One morning Tara passed the dining saloon and failed to notice a small, nervous woman seated inside who shrank back in alarm. The woman tossed a shawl over the face of the child sleeping beside her. When Tara was safely past, the woman shook her charge awake, took him by the hand and hurried away. If Tara had turned around she would have noticed an unusual scar on the back of the child’s hand: a rough-textured, berry-colored mark that looked like the result of a bad burn, long since healed over.
But Tara didn’t turn around. She resumed her customary place at the rail and watched the foaming, churning wake spin out in twin streams behind the ship.
The Carpathia steamed on relentlessly toward the New World.
“H
ey, lady! Watch where yer goin’!”
Tara leaped out of the path of the horse-drawn wagon that careened toward her. Its driver scowled impatiently as his wagon rumbled past. As angry as she was at him, she still marveled at how he guided the horse so quickly through a street teeming with vehicles, greengrocers’ carts piled high with fresh produce and, most of all, with people.

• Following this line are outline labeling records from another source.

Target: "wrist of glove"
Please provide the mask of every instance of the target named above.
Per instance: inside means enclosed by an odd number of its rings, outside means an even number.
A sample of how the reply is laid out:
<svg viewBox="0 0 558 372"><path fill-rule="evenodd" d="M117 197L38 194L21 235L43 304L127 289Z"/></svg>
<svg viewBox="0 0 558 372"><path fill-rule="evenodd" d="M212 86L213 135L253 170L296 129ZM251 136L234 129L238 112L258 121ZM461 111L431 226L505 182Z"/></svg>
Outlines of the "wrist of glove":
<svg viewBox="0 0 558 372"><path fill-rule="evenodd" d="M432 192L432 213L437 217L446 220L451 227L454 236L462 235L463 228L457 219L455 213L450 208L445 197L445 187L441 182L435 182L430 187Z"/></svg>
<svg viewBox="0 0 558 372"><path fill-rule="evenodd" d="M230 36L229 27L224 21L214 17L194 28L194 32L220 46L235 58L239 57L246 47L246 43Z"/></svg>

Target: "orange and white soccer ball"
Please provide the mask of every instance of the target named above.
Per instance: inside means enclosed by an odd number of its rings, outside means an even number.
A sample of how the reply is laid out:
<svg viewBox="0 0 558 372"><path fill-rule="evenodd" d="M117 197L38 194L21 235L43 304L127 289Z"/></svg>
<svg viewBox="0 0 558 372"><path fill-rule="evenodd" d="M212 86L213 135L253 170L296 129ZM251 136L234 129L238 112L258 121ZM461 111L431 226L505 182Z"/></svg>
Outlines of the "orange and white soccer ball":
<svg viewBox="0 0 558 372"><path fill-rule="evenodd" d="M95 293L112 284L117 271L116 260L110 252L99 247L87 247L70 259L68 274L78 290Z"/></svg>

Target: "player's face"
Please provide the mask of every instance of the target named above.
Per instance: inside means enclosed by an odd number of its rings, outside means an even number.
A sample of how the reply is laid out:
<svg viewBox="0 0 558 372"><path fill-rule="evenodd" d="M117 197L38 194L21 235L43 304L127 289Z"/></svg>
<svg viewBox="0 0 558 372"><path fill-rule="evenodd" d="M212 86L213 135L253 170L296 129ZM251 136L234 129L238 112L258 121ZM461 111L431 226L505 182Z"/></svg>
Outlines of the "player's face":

She’d never envisioned a city with so many people. The Lower East Side throbbed with humanity, a pulsing mass formed by newcomers from all corners of the earth. Two Rumanian men in white, full-sleeved tunics and embroidered vests argued prices with an urchin selling sweet potatoes from a pushcart. Tall, black fur hats crowned their heads. Bushy mustaches shook under hawk like noses as they haggled with the vendor. A family of gypsies hurried past, the mother in voluminous skirts, the father and sons in short jackets and cloth caps. Mustachioed laborers digging a ditch alongside the street wore stained overalls, heavy work boots and fedoras. They spoke to each other animatedly in Italian, reminding her fleetingly of Dominic. She heard English and Irish accents, and fragments of conversations she guessed to be in Swedish and German, Russian and Yiddish. Particularly exotic to her were several women with skin the color of dark chocolate. She couldn’t keep herself from staring at them as they passed. The startling blackness of their complexions was emphasized by the tropical colors of their loose-fitting cotton dresses. On their heads they wore bandanas, twisted into elaborate shapes. Their accents sounded French. She tried to remember her geography lessons from school. These women must be from the French West Indies.